Norm heard over the security's radios, "This is central. Who just called out a breach?"
He pushed the restrained guard against the wall and ordered, "Call it off!" The guard just spit in his face.
It would not have mattered if he had complied with Norm's demand. A moment later, a panicked voice came over the radio. "This is the loading dock. We've been attacked and took casualties! Intruders ran down the main access hall."
"Shit," Norm muttered. If that worrisome enough, a moment later he heard two distinct bangs echo from the corridor. He activated his earpiece and asked, "Luke, where are you?" Silence. "Luke?"
In the meantime, the guard's radio announced, "This is central. All personnel on Sublevels Alpha, Bravo, and Charlie, enact quarantine procedures."
"Sorry, Norm," he eventually replied. "I had trouble getting into the maintenance room. We're good."
"Do you see the panel for the elevators?"
"I see lots of panels. This is going to take some time."
An elevator that the now-suppressed employees and guards had called before the team's entrance arrived on the floor, and the team piled in. Norm looked for the cab's identifier and relayed it to Luke. "We're on our way up. Get the other elevators locked down as soon as you can. We're going to have company soon."
From her seat in the Soldiers' command bunker, Jude had watched intently while Abe and the Soldier accompanying him had taken the AMIS employees hostage. Abe's fight with the guard at the front desk had caused a small crowd to gather around the monitor of the Soldier in front of her; and the spectators had dispersed with a measure of disappointment when the fight did not end with either Abe or the guard getting shot.
The girl who had been fitted with the stealth camera had been particularly harsh as she had gone from one office to the next, pulling out the unsuspecting workers and frequently striking them with her acquired gun. After the employees had been rounded up, things fell into a boring sentry routine, occasionally punctuated by excitement when a hapless RDA employee showed up for work only to be taken hostage.
Jude was still concerned about the constant monitoring of city traffic in the unidentifiable cities. From the timestamps on the traffic cameras, she was certain one city was on the East Coast, and another was in the Midwest.

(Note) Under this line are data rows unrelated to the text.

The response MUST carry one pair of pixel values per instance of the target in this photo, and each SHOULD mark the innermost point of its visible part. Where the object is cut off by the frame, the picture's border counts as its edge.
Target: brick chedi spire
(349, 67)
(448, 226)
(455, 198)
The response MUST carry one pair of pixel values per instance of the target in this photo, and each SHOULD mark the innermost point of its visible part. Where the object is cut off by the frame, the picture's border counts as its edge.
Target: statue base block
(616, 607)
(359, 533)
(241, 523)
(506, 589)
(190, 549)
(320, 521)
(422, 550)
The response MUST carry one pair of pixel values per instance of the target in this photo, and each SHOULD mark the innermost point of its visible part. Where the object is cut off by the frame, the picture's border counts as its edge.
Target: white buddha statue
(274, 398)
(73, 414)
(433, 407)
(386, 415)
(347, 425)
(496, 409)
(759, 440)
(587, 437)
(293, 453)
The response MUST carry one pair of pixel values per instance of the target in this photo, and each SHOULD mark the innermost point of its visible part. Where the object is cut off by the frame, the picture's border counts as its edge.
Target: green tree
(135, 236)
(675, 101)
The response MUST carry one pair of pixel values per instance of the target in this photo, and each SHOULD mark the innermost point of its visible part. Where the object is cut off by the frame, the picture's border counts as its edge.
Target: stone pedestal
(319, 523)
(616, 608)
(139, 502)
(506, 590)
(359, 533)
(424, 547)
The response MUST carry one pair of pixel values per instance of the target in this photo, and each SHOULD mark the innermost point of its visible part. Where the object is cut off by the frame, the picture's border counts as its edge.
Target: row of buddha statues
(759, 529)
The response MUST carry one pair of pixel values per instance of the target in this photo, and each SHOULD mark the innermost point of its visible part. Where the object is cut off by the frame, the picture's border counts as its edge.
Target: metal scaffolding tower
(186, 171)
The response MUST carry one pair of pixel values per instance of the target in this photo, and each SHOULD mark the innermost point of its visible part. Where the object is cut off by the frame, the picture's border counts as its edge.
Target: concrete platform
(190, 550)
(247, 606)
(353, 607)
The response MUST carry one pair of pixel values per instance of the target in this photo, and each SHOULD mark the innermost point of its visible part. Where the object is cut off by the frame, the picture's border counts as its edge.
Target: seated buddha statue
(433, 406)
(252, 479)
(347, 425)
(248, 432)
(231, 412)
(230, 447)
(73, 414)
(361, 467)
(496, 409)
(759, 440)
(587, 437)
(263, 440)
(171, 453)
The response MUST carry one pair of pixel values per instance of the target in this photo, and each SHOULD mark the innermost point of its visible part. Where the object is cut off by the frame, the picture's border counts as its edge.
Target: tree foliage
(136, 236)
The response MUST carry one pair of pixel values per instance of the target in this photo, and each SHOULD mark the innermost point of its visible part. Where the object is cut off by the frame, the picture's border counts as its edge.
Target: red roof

Soldiers monitoring these cities had spent a while providing traffic updates to unseen drivers, and in the last few minutes had switched to monitoring law enforcement communications.
She had also been able to identify a station which was dedicated to activities in San Francisco, as the Soldiers operating it had mentioned street names she recognized from near her hotel suite. It sounded to her like they were performing a kind of crowd control. "Make sure nobody lingers in the road," one of the controllers said. "The fascists will use any excuse to rush you. They're using Union Square as a staging ground, so watch for increased movement to the south."
In the midst of the activity, a Soldier turned away from her screen to look at the small group of the Soldiers' leadership which had assembled in the room. She said to one female in particular, "Commander, the primary van is inside the target perimeter."
The woman, who might have been the same age as Jude but whose line of work had left her appearing years older, nodded and called out, "Groups Angler and Bear, check in."
"Angler. The package just needs to be signed for," the Soldier monitoring the Midwestern city said.
"Bear, fifty seconds to delivery," the East Coast station reported.
"All right. Control, synch up the packages and send out the signal in five minutes." The female Soldier tracking the van nodded and turned back to her station. The commander looked at Jude and said with a sneer, "This oughta keep SecOps out of your friends' hair."